Washington(CNN) Robert Mueller came to the job of special counsel as a retired lawman who was no stranger to high-profile investigative roles. He leaves it a household name, whose reputation preceded him long before he was asked to lead the Russia investigation and whose every available word will be scrutinized after nearly two years of closely-held work.
And on Thursday, the public is expected to see the release of a redacted version of Mueller's special counsel report on President Donald Trump and Russian interference in the 2016 election, a moment that will mark the culmination of this latest act in Mueller's decades-long legal career.
Born in 1944, Mueller joined the Marines in 1966 and fought in the Vietnam War. He was awarded a Bronze Star, a Purple Heart, the Vietnamese Cross of Gallantry and two Navy Commendation Medals.
Mueller attended Princeton University for his undergraduate degree, New York University for an M.A. and the University of Virginia for his law degree. After graduation, he became an associate attorney at a law firm before joining the US attorney's office in the Northern District of California. He rose through the ranks of the Justice Department over the years, with stints in the private sector before coming back to the Justice Department under the homicide section of the office for the US attorney in DC and then again becoming a US attorney in the late 1990s.
Mueller found himself in some of the most well-known cases of his time, from overseeing the prosecutions of Panamanian dictator Manuel Noriega and Mafia kingpin John Gotti to leading an investigation into the Lockerbie bombing.
President George W. Bush tapped Mueller to lead the FBI shortly into his presidency, and Mueller was confirmed unanimously in a Senate vote of 98-0, taking over the FBI just days before September 11, 2001.
As a member of the Bush administration, Mueller was a key leader on post-9/11 security policy, and like other top Bush administration officials, he testified before Congress in the lead up to the Iraq War, saying he was concerned Iraqi leader Saddam Hussein "may supply terrorists with biological, chemical or radiological material."
Post-9/11 surveillance programs would later become a flashpoint following the disclosures by Edward Snowden, and in an exit interview with CNN, Mueller offered a broad defense of their collection methods.
But while still on the job, Mueller found himself in a major dispute about domestic spying, when he backed then-Deputy Attorney General James Comey in a fight with the White House over renewal of a surveillance program. In 2007, Comey delivered bombshell testimony before Congress about the 2004 dispute and praised Mueller as "one of the finest people" he had ever met. Mueller's notes from the time backed up Comey's account, and in response to a records request from The New York Times, documents showed Bush made some changes to authorize the surveillance program following the showdown Comey and Mueller had with the White House officials.
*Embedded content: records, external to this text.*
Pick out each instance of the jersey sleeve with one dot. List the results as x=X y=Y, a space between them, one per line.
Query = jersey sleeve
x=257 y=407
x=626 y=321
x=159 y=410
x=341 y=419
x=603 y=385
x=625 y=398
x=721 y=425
Mueller was so highly regarded on both sides of the aisle that when the end of his ten-year term as director came, then-President Barack Obama took the rare step of asking Mueller to stay on, and the Senate obliged in a unanimous vote of 100-0. The extension made Mueller the longest-serving FBI director since its infamous leader, J. Edgar Hoover. At the end of the extension, Obama tapped Mueller's old Bush administration colleague, Comey, to take over the FBI.
And the rest is very recent history.
A few weeks after Trump took office, Comey confirmed the existence of an investigation into coordination between Trump's campaign or associates and Russia to interfere in the 2016 election. Trump went on to fire Comey as FBI director in May 2017. It emerged shortly thereafter that Comey kept contemporaneous memos of his private conversations with Trump, who Comey alleged pressured him on ongoing FBI investigations (Trump denied the allegations and has long boasted about firing Comey, who Trump calls a liar).
The revelation led to Deputy Attorney General Rod Rosenstein appointing Mueller to lead a special counsel investigation into Russian interference in the 2016 election and other crimes uncovered in the course of the investigation, which included looking into potential obstruction of justice by Trump.
Mueller brought on a team of investigators, including some very well-known prosecutors, to handle the massive investigation and worked in intense secrecy for the duration of his time as special counsel.
Mueller's appointment was initially met with bipartisan praise, but Trump and his allies regularly went after Mueller and his team as politically biased and conducting a "witch hunt." The special counsel team brought charges against 37 people and entities, and concluded its work in March 2019. Attorney General William Barr said Mueller authored a nearly 400-page long report, interviewed about 500 witnesses and "made 13 requests to foreign governments for evidence."
In his initial summary of Mueller's report, Barr said the special counsel did not find a conspiracy between Trump's associates or campaign and the Russian government, and he said Mueller left open the question of obstruction of justice, which he concluded Mueller did not find sufficient evidence to support.
After weeks of back-and-forth between Barr and Congress, the Justice Department said it expects to provide a redacted version of Mueller's report this Thursday.
As for Mueller, his job as special counsel will be done, and the 74-year-old former FBI director can move on, although there's always the possibility he will have to go back to Capitol Hill and speak to the public for the first time about his work.